Can our platform automate end-to-end processes, imports, and capitalization with only one SQL submission? In this way, the Kafka Table is no longer seen in data development, but should be a Scene-Oriented display table/tag table/interface table. For example, when creating tables, the platform will automatically import the real-time stream result data from Kafka into Druid, and then automatically import Druid data source into the report system, or even automatically generate report templates by specifying dimensions, indicators and other fields.

4.2. Real-time blood relationship analysis

Regarding consanguinity analysis, friends who have done off-line warehousing are well aware of its importance, and it plays an indispensable key role in data governance. This is also true for real-time data warehouses. We hope to build end-to-end blood relationship, from the access channel of the acquisition system, to the real-time table and real-time operation flowing through the middle, to the products of consumer data, can be clearly displayed. Based on the analysis of blood relationship, we can evaluate the value of data and calculate the cost of data.

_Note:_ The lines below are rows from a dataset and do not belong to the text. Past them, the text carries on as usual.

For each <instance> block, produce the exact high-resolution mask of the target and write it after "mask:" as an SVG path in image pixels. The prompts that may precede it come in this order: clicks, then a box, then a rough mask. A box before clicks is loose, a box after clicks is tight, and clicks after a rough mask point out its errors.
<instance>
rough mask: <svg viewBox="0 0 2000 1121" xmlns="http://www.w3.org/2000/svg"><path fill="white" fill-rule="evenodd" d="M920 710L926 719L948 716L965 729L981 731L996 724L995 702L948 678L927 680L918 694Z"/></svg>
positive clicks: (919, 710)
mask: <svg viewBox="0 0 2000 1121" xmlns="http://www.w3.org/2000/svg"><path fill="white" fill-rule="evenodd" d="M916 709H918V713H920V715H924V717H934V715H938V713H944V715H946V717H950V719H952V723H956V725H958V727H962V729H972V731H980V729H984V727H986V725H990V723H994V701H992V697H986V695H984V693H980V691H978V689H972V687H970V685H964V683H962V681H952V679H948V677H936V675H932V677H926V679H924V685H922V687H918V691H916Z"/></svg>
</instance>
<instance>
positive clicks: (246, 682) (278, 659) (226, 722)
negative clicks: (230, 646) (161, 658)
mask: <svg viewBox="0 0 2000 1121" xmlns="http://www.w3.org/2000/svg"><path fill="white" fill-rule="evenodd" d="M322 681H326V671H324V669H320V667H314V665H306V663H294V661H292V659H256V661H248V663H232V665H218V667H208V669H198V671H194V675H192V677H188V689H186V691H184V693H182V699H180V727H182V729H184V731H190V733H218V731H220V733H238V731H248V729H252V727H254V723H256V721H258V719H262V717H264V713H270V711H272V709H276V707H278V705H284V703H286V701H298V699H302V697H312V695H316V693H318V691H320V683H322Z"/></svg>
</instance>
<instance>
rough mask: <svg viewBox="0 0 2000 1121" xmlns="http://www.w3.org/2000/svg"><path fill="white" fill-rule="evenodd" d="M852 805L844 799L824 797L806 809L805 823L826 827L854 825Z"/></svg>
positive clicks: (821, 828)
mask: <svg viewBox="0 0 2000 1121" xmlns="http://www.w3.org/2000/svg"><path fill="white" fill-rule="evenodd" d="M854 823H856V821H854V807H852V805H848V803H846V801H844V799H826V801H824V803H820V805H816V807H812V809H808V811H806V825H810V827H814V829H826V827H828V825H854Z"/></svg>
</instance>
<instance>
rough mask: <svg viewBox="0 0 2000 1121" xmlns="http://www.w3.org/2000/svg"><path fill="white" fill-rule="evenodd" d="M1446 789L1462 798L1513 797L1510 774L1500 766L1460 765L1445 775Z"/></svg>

4.3. Integration of offline-real-time data warehouse

Finally, one direction is the integration of off-line real-time data warehouse. We believe that in the short term, real-time warehouse can not replace offline warehouse, and the coexistence of the two is the new normal. In the era of offline warehouse, how to adapt the tool system we have accumulated to the real-time warehouse, and how to realize the integration of offline and real-time warehouse management? In theory, their data sources are identical, and their upper abstractions are Table and SQL, but they are different in essence, such as time granularity and computing mode. For data tools and products, what modifications need to be made to achieve complete integration, which is also our exploration and thinking.



Author: apache_flink

Read the original text

This article is the original content of Yunqi Community, which can not be reproduced without permission.